New Back in the Day article
But the movie “Back in the Day”, set for release this month, was shot in 2012 in Newburgh, largely because star and director Michael Rosenbaum grew up in the Evansville suburb.
The actor, who portrayed Lex Luthor in the Superman television series “Smallville,” will return to Indiana Jan. 10 for the premiere of his film, in Evansville. The theatrical release is set for Jan. 17.
“Back in the Day” is a comedy about high school friends who return to Castle High School—the name of Rosenbaum’s actual alma mater—for a reunion. Rosenbaum’s character starts pining for an old high school flame, played by actress Morena Baccarin.
Bacarrin is perhaps best known for her current turn as Jessica Brody in the Showtime TV series “Homeland,” and as the attractive leader of an extraterrestrial race invading Earth in the recent remake of the ABC television hit “V.”

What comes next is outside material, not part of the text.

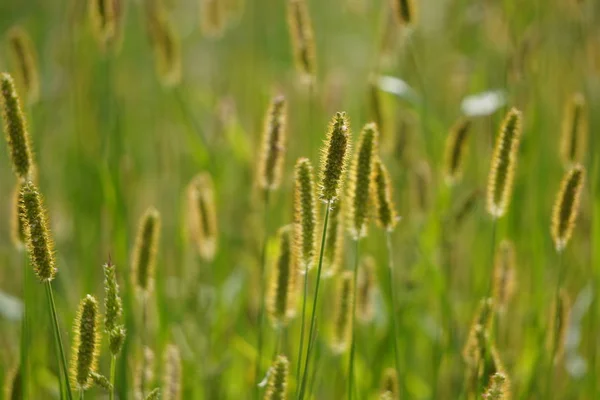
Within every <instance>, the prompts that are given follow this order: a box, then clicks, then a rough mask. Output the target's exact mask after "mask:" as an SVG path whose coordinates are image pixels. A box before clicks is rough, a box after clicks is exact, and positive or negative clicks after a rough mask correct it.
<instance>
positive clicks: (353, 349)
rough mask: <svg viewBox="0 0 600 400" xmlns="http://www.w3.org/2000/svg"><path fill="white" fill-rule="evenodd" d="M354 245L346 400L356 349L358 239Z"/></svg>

Rosenbaum said he could have filmed “Back in the Day” in Los Angeles and have received a tax credit to boot. However, “I said, ‘You know, for authenticity, I don’t feel it’s going to capture the essence of where I grew up in the Midwest,’” he said.
The screenplay for “Back in the Day” also is by Rosenbaum. His first work as a screenwriter was the 2011 short film “Ghild,” about a boy who grew up as a giant.
Rosenbaum tried to raise money from investors but found it difficult. He said he sought financial assistance from Indiana but was told there were no funds available. Indiana’s tax credit for filmmakers, equal to 15 percent of production costs, expired in late 2011.
Other states are much more aggressive about attracting film productions than Indiana, typically enticing them with tax credits and/or rebates. For example, Illinois offers a 30-percent tax credit on expenditures, as well as an additional 15-percent tax credit on salaries of individuals who live in economically disadvantaged areas, according to the National Conference of State Legislatures.
The not-for-profit Indiana Media Production Alliance plans to hire a lobbyist in hopes of getting incentives for filmmakers restored. The group is proposing legislation that would include a 30-percent rebate or refundable tax credit on expenditures and nonresident labor, with minimum spending of $50,000.
Despite the challenges, Rosenbaum’s company, Rose & Bomb Productions, which includes his brother, Eric, shot the movie in Newburgh in 2012 on a budget of less than $1 million.
At times he and the cast stayed in the homes of his old buddies or with other Evansville area residents who were generous enough to help the aspiring filmmaker.
“For very little money you can still make a fun, entertaining movie,” Rosenbaum said.
The odds were against him. Not only would he have to convince fellow actors to head to Indiana, but he also pitched them during pilot season, when many actors are auditioning for new shows.
“Who in their right mind is going to southern Indiana for very little money, and in the midst of pilot season,” he recalled.
Baccarin looked at the script and said she loved it. The rest fell into place.
Parts of the movie were shot at the Knob Hill Tavern in Newburgh, a surreal experience given that his old teachers and pals used to hang out there.
The film is rated R, largely for some raunchy banter.
Some of the best known films shot in Indiana are “Breaking Away” (1979); “Hoosiers” (1986); and “Rudy” and “A League of Their Own” in the 1990s.
But in recent years, Indiana has found itself overlooked. States such as Illinois, Ohio and Pennsylvania offer studios generous tax incentives for filming within their borders.
Another of those states, Massachusetts, landed the location shoot for “The Judge,” a film to be released this year starring Robert Downey Jr. about a fictional Indiana town.
Another movie, “The Fault in Our Stars,” is based the novel of the same name by Indianapolis writer John Green and is set in the city—but was shot in Pittsburgh.